According to Reuters, the EU Commission announced that Booking would have had an unfair competitive advantage over other businesses in the market if the deal went ahead.
However, Booking Holdings believes that the Commission has gone wrong on both the facts of the case and the law applicable to this transaction. They are confident that the remedies presented by the company to address the Commission’s regulatory concerns were sufficient, and the acquisition was cleared unconditionally by multiple competition authorities, including the UK Competition & Markets Authority and the U.S. FTC.

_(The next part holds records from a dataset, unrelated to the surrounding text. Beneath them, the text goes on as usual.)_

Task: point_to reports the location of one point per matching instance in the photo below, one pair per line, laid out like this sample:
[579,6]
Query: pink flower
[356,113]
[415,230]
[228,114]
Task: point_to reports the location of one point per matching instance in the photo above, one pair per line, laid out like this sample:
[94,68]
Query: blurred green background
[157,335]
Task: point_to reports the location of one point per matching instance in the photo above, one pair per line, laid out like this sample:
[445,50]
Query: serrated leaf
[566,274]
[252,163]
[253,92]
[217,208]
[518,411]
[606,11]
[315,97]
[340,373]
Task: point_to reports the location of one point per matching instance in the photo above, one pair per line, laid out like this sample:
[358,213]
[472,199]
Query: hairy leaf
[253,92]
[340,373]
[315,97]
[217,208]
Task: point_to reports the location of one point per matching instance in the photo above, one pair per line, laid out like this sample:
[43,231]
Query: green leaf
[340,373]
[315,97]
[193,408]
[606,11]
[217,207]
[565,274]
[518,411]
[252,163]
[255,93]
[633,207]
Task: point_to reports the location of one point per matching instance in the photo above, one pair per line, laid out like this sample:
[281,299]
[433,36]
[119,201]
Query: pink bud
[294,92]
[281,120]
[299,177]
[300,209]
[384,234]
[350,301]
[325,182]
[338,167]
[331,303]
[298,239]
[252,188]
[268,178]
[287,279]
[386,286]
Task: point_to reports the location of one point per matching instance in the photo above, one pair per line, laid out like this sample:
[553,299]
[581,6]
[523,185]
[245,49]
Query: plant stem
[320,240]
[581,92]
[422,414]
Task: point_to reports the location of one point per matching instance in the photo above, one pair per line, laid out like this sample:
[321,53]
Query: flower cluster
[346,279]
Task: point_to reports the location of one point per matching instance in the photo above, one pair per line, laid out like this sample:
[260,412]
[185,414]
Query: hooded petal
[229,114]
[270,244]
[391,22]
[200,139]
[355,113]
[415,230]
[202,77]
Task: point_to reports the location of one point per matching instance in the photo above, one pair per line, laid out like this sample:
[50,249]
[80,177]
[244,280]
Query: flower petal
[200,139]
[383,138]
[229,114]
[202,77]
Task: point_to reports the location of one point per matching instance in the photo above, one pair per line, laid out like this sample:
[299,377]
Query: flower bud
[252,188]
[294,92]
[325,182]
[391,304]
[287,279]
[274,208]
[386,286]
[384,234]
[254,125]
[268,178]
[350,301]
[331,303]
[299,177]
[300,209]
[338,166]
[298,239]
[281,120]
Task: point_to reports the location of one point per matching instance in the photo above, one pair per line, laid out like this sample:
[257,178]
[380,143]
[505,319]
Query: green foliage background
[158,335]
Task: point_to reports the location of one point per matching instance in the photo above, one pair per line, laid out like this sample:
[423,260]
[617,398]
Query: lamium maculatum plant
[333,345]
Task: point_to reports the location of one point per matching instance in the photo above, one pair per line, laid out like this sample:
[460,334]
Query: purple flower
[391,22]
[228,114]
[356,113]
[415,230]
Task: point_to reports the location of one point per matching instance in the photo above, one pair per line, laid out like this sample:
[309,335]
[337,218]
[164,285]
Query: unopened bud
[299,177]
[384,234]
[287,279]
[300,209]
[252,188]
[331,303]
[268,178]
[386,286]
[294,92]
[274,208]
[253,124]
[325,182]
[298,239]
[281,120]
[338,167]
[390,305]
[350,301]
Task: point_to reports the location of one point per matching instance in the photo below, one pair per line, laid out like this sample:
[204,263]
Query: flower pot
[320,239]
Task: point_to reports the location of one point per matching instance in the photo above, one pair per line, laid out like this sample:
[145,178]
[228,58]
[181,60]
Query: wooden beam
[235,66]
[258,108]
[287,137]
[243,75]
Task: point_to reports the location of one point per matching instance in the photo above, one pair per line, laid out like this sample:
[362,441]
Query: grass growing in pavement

The EU Commission argued that the proposed purchase would cause higher costs for hotels and possibly a negative impact on the price paid by consumers. EU Justice Commissioner Didier Reynders stated that “Bans are rare, and today’s decision is in fact the first merger to be blocked this year.”
Reynders further added that “Booking proposes to display offers from competing hotel authors on its flight checkout page, which is best shown to travelers after they purchase their flight tickets. The selection and ranking of authors and competitors were not sufficiently transparent and non-discriminatory.”
In response to the Commission’s decision, Booking Holdings released a statement saying that they strongly disagree with the Commission’s assessment and looks forward to bringing their case before the European Courts. The company also announced this week that it had extended its existing flight agreement with ETraveli to 2028.